Pero Figueres no se queda ahí, y continúa diciendo: “a veces me preguntan los comerciantes internacionales ´Usted que es productor, dígame, ¿cuál es un buen precio para el café?´ Quieren decir, por supuesto, un precio que simplemente dé ganancias al propietario del cafetal, sin tomar en cuenta otros factores. Pero esa pregunta sólo se puede contestar con otra: ¿cuál es el tenor de vida que sugiere usted para la población de las zonas cafetaleras? ‘Un precio de tantos centavos por libra sería satisfactorio’ me dicen algunos. ¿Satisfactorio para quién?, contesto yo. Sencillamente para el patrono que paga los jornales prevalecientes en América Latina. ¿Y cuál nivel de vida proporcionan esos jornales a la gran mayoría de la población?, o ¿quién paga los maestros, los policías, las medicinas y los jueces? Todo esto forma parte del ‘costo social’ del café en las zonas cafetaleras, o del banano en las zonas bananeras, o del estaño en las minas del metal”.
Sólo falta aquí una pregunta crucial: ¿qué hace posible que, en determinados países, cierto tipo de estructura productiva se combine no sólo con salarios crecientes, sino con todo un ambiente social que representa –a decir de Figueres- un elevado tenor de vida para su población, mientras que en otros países el crecimiento económico no logra tal combinatoria? Si bien el crecimiento económico es una condición necesaria para el desarrollo social, la relación entre ambos no es automática: no es cualquier crecimiento económico el que permite un proceso significativo de desarrollo social; y aún aquellos procesos económicos que harían posible dicho avance social, requieren acciones deliberadas para consolidarse como tal.
Volvemos así al argumento central de este artículo: ¿cuál es la mejor política social?

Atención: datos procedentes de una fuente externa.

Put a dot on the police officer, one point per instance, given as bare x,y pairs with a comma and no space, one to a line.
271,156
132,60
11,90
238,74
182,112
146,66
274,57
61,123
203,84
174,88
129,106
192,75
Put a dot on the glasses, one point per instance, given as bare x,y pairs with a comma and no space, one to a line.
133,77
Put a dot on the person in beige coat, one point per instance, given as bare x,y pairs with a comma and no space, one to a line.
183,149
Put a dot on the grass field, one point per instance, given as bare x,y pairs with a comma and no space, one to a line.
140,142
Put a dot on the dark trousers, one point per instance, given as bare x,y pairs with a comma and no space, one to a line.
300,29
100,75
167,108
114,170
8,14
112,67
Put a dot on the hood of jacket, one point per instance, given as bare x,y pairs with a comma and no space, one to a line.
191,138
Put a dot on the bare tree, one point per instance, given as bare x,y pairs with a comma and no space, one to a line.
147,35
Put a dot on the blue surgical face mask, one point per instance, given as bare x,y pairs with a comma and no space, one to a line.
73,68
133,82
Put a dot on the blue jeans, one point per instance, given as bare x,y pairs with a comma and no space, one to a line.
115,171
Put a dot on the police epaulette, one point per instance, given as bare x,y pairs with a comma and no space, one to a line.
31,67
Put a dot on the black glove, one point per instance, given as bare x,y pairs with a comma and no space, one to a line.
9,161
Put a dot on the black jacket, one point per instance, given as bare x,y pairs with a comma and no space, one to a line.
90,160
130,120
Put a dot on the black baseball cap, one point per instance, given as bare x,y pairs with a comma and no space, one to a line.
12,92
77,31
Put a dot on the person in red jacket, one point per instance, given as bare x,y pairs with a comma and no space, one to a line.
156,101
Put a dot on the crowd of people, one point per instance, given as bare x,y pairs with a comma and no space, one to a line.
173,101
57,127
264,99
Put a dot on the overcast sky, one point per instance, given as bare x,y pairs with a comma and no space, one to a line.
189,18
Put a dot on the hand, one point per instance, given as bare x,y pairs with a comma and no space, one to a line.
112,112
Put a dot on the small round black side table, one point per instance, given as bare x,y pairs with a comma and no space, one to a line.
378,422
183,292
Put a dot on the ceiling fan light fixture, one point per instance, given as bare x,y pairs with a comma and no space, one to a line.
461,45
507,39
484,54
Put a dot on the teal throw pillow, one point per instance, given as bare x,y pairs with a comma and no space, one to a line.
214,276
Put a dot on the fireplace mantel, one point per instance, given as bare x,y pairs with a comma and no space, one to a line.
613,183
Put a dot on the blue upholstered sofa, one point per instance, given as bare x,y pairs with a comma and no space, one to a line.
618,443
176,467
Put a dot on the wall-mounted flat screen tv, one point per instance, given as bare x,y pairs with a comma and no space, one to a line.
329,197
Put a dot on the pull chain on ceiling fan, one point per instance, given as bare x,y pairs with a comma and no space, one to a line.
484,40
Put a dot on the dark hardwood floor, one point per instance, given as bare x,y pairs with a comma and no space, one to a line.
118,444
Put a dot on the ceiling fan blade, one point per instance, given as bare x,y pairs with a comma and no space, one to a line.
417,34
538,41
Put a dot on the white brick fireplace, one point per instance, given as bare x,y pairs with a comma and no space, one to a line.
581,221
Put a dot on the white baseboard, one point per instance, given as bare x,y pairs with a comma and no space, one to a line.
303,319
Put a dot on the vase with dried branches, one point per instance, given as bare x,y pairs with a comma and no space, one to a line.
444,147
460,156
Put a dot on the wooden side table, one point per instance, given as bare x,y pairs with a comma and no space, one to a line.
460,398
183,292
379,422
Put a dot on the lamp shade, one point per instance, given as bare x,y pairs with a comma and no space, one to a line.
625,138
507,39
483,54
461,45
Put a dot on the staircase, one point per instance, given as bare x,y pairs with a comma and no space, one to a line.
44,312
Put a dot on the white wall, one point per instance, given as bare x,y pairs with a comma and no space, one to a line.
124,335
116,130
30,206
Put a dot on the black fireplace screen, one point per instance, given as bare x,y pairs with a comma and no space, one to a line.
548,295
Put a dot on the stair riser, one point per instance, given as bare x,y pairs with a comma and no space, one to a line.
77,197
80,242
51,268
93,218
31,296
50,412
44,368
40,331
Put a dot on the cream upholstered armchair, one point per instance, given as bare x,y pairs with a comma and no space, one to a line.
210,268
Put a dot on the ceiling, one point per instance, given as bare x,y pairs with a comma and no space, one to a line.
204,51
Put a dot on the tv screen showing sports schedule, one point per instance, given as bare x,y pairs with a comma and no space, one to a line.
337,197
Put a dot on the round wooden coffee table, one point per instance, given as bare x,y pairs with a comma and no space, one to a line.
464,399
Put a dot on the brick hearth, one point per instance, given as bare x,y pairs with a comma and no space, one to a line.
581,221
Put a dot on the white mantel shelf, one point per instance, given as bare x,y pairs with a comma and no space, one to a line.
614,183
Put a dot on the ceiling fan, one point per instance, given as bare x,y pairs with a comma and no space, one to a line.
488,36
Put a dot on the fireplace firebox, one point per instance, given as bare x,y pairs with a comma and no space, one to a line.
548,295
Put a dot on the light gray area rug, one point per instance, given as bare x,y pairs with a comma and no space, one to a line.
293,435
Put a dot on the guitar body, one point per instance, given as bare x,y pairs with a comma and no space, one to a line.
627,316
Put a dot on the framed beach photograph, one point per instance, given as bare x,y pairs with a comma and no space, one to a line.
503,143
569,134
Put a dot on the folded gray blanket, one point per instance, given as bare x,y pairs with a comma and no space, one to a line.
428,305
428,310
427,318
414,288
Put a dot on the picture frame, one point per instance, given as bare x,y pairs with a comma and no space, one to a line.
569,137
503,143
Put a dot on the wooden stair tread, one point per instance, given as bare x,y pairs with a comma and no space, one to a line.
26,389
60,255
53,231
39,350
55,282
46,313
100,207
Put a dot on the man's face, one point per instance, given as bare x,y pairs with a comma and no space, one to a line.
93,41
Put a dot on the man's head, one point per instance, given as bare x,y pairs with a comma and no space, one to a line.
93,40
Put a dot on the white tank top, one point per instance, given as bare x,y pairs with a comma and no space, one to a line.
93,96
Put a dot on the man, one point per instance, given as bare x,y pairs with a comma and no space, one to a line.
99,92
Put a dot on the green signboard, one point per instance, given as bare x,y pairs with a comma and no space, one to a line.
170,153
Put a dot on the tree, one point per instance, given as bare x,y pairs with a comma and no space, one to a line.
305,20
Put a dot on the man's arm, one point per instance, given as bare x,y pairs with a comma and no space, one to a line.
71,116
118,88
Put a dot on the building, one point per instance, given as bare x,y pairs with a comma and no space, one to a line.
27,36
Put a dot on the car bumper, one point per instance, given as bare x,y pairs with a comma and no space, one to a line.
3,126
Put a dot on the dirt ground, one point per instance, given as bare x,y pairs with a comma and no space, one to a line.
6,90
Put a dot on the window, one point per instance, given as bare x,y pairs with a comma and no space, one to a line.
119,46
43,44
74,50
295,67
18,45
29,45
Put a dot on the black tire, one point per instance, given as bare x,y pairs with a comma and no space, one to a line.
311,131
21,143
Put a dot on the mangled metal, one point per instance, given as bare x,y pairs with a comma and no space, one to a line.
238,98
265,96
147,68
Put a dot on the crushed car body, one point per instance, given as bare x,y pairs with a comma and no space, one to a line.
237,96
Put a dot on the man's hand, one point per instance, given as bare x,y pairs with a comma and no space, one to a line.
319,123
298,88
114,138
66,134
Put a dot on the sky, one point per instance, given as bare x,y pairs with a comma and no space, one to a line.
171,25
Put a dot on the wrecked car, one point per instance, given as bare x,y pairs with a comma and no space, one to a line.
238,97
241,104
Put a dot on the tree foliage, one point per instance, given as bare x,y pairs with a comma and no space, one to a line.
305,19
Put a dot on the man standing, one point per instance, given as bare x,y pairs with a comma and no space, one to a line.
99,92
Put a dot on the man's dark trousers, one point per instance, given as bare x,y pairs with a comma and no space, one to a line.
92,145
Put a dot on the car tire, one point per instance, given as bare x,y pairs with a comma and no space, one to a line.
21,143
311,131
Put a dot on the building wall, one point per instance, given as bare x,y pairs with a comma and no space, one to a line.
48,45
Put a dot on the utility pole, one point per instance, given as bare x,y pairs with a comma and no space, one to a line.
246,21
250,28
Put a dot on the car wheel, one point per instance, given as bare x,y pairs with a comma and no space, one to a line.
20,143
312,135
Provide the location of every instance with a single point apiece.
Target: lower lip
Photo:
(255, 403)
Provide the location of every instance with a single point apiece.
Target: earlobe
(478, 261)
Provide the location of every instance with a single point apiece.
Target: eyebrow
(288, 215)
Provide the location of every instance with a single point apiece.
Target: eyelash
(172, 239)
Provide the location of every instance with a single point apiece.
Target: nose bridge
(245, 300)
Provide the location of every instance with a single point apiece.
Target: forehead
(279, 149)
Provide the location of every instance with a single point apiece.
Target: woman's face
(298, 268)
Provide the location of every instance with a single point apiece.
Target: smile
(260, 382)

Precisamente aquella que va más allá de la política social, aquella capaz de incorporar la estructura productiva y la estructura social en un proceso de desarrollo integral que logra tanto la producción y distribución eficiente de bienes y servicios, como la combinación de precios y remuneraciones acordes con el tenor de vida que la sociedad en su conjunto haya definido como meta.
Si nuestra meta es acercarnos paulatinamente a los niveles de vida de las naciones más desarrolladas, entonces nuestra estructura productiva y los precios de nuestros productos tendrán que evolucionar de manera tal que las remuneraciones de nuestros factores productivos –y en especial la remuneración directa e indirecta de la fuerza de trabajo- se acerquen cada vez más a las remuneraciones de los mismos factores en aquellos países. La política social por sí misma no puede, artificialmente, elevar las remuneraciones y los niveles de vida hacia esa meta si, simultáneamente, la capacidad productiva nacional no se desarrolla en la misma dirección. Sin embargo, es difícil que las decisiones de inversión privada promuevan ese desarrollo si no se ven acicateadas –y hasta amenazadas- por una política social audaz que suponga, precisamente, que ese desarrollo se dará. Tal debería ser nuestra política de desarrollo.